DTCC tees up institutional DeFi push with Securrency buy
Financial infrastructure giant’s agreement to buy a blockchain-based tech firm comes as tokenization efforts gain steam
Lidiia/Shutterstock modified by Blockworks
Financial market infrastructure giant DTCC has inked a deal to buy Securrency as part of a planned digital assets push.
The deal is meant to quicken the development of a platform designed to “unlock the power of institutional DeFi,” DTCC said in a Thursday statement.
The acquisition is set to close in the next few weeks. At that point, Securrency will become DTCC Digital Assets. Securrency CEO Nadine Chakar, who joined the firm from State Street in January, will lead the new DTCC subsidiary.
Terms of the deal were not disclosed. A DTCC spokesperson did not immediately return a request for comment.
Read more: Ex-State Street digital head to lead RegTech blockchain startup
New York-based DTCC, which offers clearing and settlement services, processes trillions of dollars in securities transactions daily, according to its website.
Securrency is a blockchain-based financial and regulatory technology developer that raised $30 million in 2021 from State Street, US Bank, WisdomTree Investments and others. It has worked with WisdomTree to help the asset manager launch “blockchain-enabled” funds that keep a secondary record of share ownership on the Stellar or Ethereum blockchains.

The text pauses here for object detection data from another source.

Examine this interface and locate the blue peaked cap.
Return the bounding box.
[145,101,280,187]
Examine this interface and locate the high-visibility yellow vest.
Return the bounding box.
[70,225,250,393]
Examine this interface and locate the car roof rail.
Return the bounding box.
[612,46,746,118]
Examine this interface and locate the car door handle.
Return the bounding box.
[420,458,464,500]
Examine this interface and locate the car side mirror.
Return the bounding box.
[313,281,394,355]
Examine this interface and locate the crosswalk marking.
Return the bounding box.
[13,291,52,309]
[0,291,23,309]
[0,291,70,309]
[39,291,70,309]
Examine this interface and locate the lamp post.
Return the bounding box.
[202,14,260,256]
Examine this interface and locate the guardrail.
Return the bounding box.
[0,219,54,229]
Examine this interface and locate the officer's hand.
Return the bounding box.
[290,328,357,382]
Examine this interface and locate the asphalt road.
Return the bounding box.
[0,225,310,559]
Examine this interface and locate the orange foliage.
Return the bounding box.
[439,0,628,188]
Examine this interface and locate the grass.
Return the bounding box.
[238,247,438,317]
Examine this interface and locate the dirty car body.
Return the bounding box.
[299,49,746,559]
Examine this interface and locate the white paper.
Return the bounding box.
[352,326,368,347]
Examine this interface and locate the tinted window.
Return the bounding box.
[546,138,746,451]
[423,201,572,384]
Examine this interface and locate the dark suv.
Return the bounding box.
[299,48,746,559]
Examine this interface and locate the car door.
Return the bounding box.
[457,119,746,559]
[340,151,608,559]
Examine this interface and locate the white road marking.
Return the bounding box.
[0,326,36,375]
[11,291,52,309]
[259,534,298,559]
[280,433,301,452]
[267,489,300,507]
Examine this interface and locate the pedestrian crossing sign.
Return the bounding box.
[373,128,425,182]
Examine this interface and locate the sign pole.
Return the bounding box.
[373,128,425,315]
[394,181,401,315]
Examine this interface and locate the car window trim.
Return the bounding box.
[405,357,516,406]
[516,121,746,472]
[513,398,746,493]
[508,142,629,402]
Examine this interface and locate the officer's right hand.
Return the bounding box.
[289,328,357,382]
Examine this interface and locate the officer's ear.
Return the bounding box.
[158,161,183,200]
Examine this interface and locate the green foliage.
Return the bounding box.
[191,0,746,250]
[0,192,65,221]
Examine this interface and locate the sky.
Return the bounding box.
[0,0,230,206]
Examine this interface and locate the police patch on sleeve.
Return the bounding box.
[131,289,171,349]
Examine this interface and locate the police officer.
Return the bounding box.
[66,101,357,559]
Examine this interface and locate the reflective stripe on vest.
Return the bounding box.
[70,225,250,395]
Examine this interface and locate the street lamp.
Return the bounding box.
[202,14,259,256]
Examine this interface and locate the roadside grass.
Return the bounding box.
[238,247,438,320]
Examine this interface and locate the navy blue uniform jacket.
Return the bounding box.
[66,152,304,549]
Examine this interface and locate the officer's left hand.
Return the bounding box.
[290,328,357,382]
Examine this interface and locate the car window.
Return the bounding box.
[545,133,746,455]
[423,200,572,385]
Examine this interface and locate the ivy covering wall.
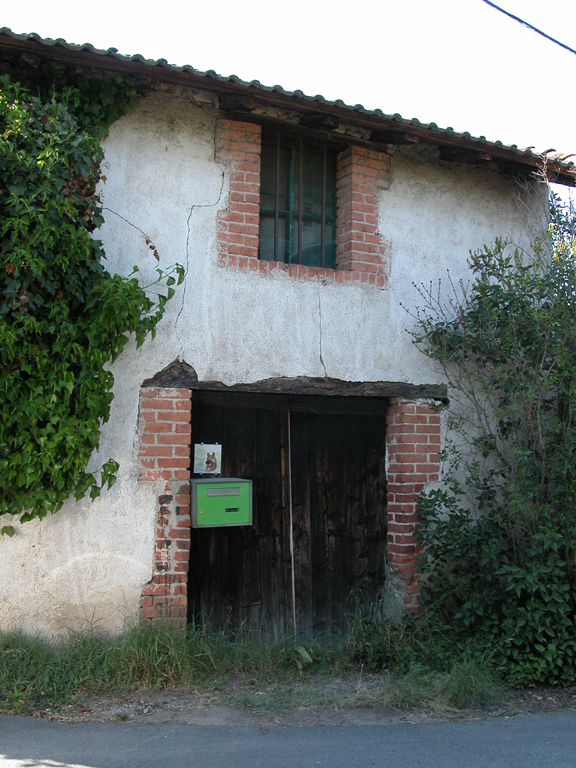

“Securrency is an important strategic acquisition that will give us the technology to drive market-wide transformation by enabling end-to-end digital lifecycle processing for tokenized assets, digital currencies and other financial instruments,” DTCC CEO Frank La Salla said in a statement.
La Salla added that “this next generation of financial market infrastructure” is set to reduce settlement times, enhance regulatory oversight and improve investor experience.
Tokenization has been a hot topic over the past year.
BlackRock CEO Larry Fink called the tokenization of securities “the next generation for markets” late last year. Projects and companies in recent years have sought to bring physical and financial assets — from debt securities to real estate properties — on-chain.
“Together, we will unlock opportunities to reimagine compliance, liquidity, efficiency and interoperability in trading real-world assets on the blockchain,” Chakar said in a statement.